An analytic theory of shallow networks dynamics for hinge loss
classification
- URL: http://arxiv.org/abs/2006.11209v1
- Date: Fri, 19 Jun 2020 16:25:29 GMT
- Title: An analytic theory of shallow networks dynamics for hinge loss
classification
- Authors: Franco Pellegrini and Giulio Biroli
- Abstract summary: We study the training dynamics of a simple type of neural network: a single hidden layer trained to perform a classification task.
We specialize our theory to the prototypical case of a linearly separable dataset and a linear hinge loss.
This allow us to address in a simple setting several phenomena appearing in modern networks such as slowing down of training dynamics, crossover between rich and lazy learning, and overfitting.

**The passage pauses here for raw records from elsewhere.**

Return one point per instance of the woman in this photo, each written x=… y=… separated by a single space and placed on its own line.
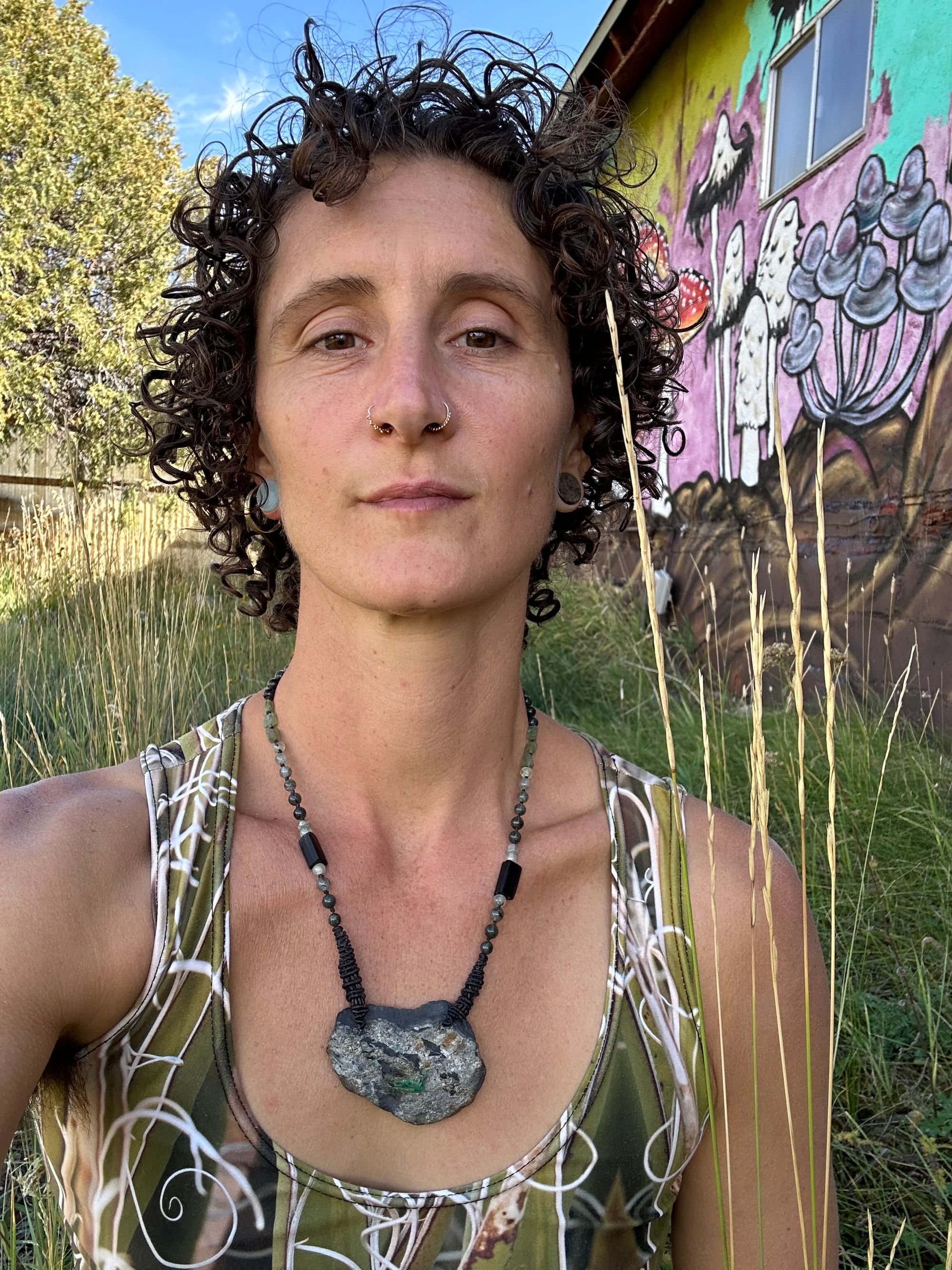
x=390 y=384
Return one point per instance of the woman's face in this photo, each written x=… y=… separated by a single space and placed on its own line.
x=419 y=290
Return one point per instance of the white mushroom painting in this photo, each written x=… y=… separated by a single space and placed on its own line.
x=752 y=395
x=720 y=189
x=775 y=265
x=732 y=300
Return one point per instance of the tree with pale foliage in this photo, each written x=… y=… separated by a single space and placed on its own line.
x=89 y=176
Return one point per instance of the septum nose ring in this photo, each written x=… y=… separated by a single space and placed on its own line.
x=387 y=427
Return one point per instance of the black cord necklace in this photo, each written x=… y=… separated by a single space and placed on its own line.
x=422 y=1065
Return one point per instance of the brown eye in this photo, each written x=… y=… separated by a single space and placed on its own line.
x=480 y=340
x=337 y=341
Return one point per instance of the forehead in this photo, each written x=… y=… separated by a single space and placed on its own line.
x=413 y=223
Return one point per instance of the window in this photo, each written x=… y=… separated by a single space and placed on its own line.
x=819 y=90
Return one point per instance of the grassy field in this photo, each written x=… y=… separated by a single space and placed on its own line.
x=88 y=677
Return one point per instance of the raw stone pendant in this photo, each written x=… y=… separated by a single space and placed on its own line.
x=408 y=1062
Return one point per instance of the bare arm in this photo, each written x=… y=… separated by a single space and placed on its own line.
x=77 y=925
x=697 y=1241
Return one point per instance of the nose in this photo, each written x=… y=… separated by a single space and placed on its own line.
x=410 y=431
x=410 y=404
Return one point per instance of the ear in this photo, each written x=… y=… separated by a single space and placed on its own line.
x=574 y=461
x=258 y=460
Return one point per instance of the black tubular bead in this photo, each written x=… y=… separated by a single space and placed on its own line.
x=508 y=879
x=311 y=850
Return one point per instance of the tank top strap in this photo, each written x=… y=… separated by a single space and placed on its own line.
x=648 y=816
x=189 y=788
x=652 y=813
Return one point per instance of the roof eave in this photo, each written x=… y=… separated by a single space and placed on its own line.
x=629 y=40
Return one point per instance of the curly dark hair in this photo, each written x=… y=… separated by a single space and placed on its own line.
x=569 y=160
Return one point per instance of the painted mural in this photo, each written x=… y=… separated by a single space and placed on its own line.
x=840 y=292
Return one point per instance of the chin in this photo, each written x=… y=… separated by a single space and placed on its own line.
x=409 y=589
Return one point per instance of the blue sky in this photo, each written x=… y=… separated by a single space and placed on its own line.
x=218 y=59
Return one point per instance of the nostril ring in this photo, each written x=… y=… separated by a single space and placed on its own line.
x=438 y=427
x=379 y=427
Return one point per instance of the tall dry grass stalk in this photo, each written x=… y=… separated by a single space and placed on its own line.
x=729 y=1249
x=649 y=574
x=101 y=536
x=798 y=688
x=760 y=823
x=831 y=807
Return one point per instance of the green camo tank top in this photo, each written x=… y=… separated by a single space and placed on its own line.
x=167 y=1168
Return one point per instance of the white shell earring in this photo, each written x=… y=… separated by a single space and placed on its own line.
x=267 y=496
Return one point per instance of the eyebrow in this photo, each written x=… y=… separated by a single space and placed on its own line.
x=356 y=285
x=318 y=290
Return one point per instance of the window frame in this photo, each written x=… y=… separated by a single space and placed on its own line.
x=810 y=30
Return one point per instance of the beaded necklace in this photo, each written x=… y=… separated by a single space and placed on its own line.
x=422 y=1065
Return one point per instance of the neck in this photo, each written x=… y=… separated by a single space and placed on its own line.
x=414 y=726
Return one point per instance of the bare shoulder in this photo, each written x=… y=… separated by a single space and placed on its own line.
x=75 y=897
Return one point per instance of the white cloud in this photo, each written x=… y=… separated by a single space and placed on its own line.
x=234 y=100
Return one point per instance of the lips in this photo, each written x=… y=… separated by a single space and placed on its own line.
x=419 y=496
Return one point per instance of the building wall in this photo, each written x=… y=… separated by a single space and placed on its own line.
x=888 y=460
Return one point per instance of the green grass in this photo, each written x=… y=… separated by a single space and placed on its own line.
x=90 y=677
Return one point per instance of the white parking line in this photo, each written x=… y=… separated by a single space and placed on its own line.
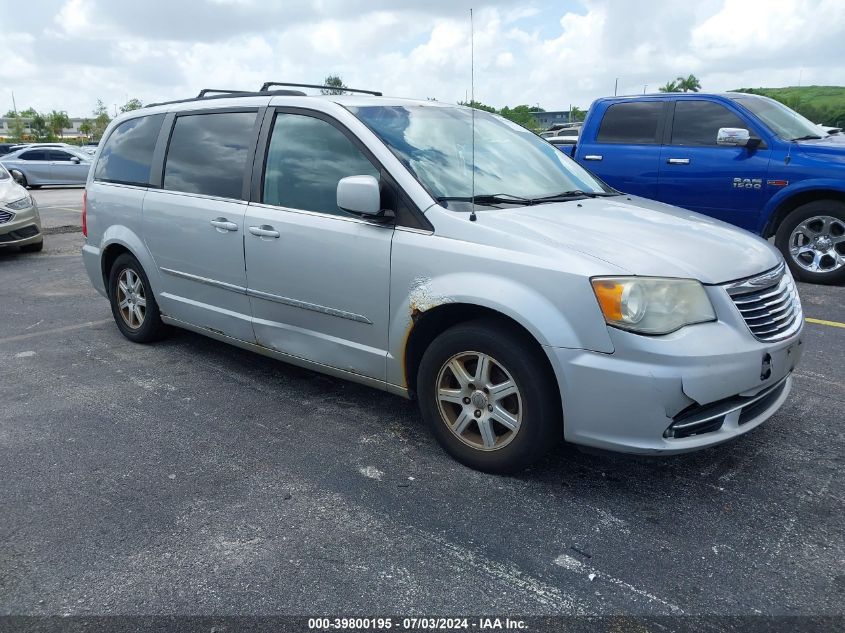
x=58 y=330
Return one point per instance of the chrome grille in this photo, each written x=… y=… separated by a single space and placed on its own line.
x=769 y=304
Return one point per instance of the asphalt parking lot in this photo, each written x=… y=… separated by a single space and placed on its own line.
x=191 y=477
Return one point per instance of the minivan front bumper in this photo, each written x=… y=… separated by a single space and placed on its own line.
x=697 y=387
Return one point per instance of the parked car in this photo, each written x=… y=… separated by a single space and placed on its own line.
x=742 y=158
x=20 y=224
x=34 y=166
x=343 y=234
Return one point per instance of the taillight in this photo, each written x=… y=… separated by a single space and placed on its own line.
x=85 y=213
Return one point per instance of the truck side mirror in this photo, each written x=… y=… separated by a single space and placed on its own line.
x=733 y=136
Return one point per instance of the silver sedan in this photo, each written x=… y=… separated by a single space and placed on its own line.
x=35 y=166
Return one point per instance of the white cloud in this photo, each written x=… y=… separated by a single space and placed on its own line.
x=65 y=54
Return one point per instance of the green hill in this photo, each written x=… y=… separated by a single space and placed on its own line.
x=820 y=104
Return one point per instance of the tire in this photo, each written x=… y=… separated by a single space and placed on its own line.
x=812 y=240
x=133 y=305
x=482 y=438
x=33 y=248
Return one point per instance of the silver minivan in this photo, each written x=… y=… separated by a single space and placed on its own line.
x=445 y=255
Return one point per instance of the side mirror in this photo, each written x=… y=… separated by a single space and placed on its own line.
x=359 y=194
x=734 y=136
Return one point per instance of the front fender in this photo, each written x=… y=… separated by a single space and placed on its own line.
x=800 y=187
x=571 y=318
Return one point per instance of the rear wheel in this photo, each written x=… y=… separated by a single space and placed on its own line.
x=133 y=305
x=489 y=397
x=812 y=240
x=19 y=178
x=33 y=248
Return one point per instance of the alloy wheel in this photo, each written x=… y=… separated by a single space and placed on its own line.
x=818 y=244
x=479 y=401
x=131 y=298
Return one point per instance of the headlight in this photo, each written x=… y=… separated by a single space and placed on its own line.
x=20 y=203
x=651 y=305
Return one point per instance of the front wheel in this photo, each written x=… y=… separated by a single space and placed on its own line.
x=133 y=305
x=488 y=396
x=812 y=240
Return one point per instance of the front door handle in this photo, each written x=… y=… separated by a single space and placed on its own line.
x=265 y=230
x=223 y=225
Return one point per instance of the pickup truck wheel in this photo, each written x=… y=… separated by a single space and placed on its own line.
x=133 y=305
x=812 y=240
x=488 y=398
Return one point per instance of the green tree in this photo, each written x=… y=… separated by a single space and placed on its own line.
x=101 y=119
x=17 y=128
x=58 y=122
x=40 y=128
x=577 y=114
x=335 y=86
x=690 y=83
x=86 y=128
x=132 y=104
x=522 y=115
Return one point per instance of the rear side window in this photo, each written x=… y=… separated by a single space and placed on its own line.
x=208 y=153
x=38 y=154
x=306 y=159
x=128 y=152
x=635 y=123
x=698 y=122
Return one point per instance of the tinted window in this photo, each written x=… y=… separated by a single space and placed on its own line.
x=128 y=151
x=698 y=122
x=38 y=154
x=59 y=155
x=306 y=159
x=208 y=153
x=636 y=122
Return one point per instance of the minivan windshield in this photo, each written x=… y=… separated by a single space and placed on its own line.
x=512 y=164
x=783 y=121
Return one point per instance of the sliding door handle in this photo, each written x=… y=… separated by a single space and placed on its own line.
x=265 y=230
x=223 y=225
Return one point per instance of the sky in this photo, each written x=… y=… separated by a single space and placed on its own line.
x=65 y=54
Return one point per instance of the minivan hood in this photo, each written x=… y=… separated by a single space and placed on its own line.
x=642 y=237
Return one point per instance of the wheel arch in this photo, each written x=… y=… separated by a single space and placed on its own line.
x=428 y=325
x=784 y=205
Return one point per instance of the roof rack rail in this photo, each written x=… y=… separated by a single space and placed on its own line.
x=267 y=84
x=205 y=95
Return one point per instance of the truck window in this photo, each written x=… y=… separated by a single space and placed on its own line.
x=128 y=151
x=698 y=122
x=634 y=123
x=208 y=153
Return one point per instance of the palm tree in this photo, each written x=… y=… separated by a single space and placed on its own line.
x=671 y=86
x=689 y=84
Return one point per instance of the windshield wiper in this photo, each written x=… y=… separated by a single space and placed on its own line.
x=488 y=198
x=569 y=195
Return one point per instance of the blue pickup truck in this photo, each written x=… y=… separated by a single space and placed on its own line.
x=741 y=158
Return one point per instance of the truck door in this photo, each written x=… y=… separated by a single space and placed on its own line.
x=720 y=181
x=626 y=150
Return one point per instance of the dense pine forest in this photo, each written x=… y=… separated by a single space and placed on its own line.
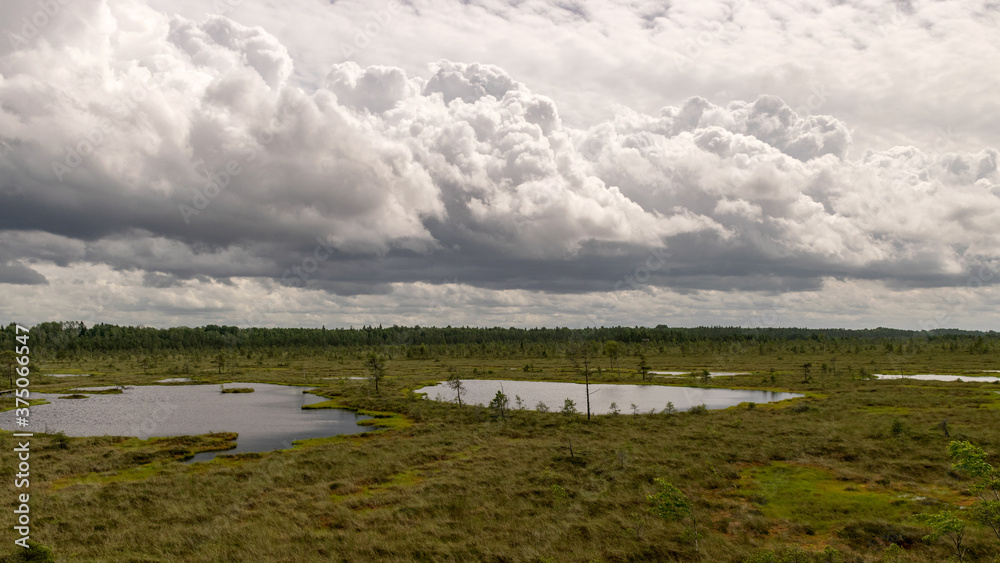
x=69 y=338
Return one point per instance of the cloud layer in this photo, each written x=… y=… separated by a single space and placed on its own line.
x=185 y=151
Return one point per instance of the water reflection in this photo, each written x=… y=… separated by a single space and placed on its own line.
x=267 y=419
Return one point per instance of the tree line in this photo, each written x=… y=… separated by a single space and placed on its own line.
x=72 y=336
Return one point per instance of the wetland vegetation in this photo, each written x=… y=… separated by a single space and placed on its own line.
x=855 y=470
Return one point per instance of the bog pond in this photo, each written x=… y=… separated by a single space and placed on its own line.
x=267 y=419
x=938 y=377
x=644 y=397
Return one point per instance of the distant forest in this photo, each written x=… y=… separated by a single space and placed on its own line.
x=71 y=338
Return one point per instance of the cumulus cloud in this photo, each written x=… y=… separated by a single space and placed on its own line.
x=183 y=150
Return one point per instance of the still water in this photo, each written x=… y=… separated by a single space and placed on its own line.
x=645 y=397
x=937 y=377
x=267 y=419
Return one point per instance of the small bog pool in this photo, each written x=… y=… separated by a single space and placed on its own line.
x=644 y=397
x=268 y=419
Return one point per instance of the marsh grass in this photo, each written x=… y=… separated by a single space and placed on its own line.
x=440 y=482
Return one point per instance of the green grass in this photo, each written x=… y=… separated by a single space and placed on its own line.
x=814 y=497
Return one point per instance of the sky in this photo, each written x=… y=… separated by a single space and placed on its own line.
x=816 y=163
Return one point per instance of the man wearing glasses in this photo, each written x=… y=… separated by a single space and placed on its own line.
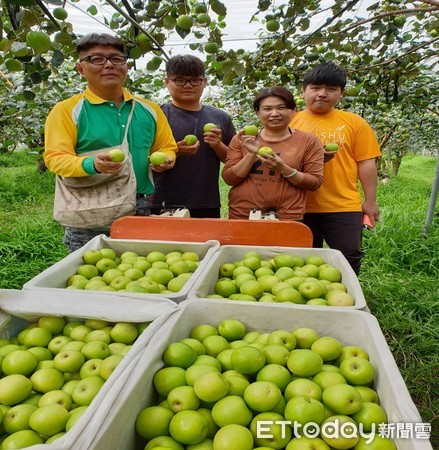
x=98 y=119
x=193 y=182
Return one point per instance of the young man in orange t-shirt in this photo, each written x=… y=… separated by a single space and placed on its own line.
x=335 y=211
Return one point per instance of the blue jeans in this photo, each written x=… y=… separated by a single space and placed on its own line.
x=75 y=238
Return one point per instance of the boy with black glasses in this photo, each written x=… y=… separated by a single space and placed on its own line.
x=193 y=182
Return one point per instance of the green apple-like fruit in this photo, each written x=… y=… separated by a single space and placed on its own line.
x=17 y=417
x=247 y=360
x=303 y=387
x=282 y=337
x=68 y=361
x=233 y=437
x=116 y=155
x=168 y=378
x=231 y=329
x=153 y=421
x=86 y=390
x=231 y=409
x=357 y=371
x=49 y=420
x=124 y=332
x=280 y=435
x=190 y=139
x=342 y=399
x=303 y=410
x=158 y=158
x=307 y=443
x=342 y=432
x=92 y=256
x=327 y=378
x=46 y=379
x=209 y=127
x=262 y=396
x=188 y=427
x=250 y=130
x=20 y=361
x=327 y=347
x=22 y=439
x=370 y=415
x=14 y=389
x=304 y=362
x=211 y=387
x=264 y=151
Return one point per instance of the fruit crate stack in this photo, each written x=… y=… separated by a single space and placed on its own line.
x=301 y=274
x=100 y=267
x=185 y=405
x=62 y=355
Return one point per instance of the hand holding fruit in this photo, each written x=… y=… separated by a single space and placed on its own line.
x=159 y=161
x=105 y=162
x=189 y=145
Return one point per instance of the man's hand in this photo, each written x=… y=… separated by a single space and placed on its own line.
x=104 y=164
x=184 y=149
x=213 y=137
x=168 y=164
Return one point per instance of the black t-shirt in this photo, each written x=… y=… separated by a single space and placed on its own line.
x=193 y=182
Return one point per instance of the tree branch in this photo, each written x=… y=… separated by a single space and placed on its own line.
x=431 y=2
x=136 y=25
x=390 y=13
x=384 y=63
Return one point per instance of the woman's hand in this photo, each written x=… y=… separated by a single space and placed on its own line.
x=184 y=149
x=251 y=143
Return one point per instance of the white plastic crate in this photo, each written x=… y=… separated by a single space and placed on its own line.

- Score: 14.323962459195771
- License: http://arxiv.org/licenses/nonexclusive-distrib/1.0/
- Abstract: Neural networks have been shown to perform incredibly well in classification
tasks over structured high-dimensional datasets. However, the learning dynamics
of such networks is still poorly understood. In this paper we study in detail
the training dynamics of a simple type of neural network: a single hidden layer
trained to perform a classification task. We show that in a suitable mean-field
limit this case maps to a single-node learning problem with a time-dependent
dataset determined self-consistently from the average nodes population. We
specialize our theory to the prototypical case of a linearly separable dataset
and a linear hinge loss, for which the dynamics can be explicitly solved. This
allow us to address in a simple setting several phenomena appearing in modern
networks such as slowing down of training dynamics, crossover between rich and
lazy learning, and overfitting. Finally, we asses the limitations of mean-field
theory by studying the case of large but finite number of nodes and of training
samples.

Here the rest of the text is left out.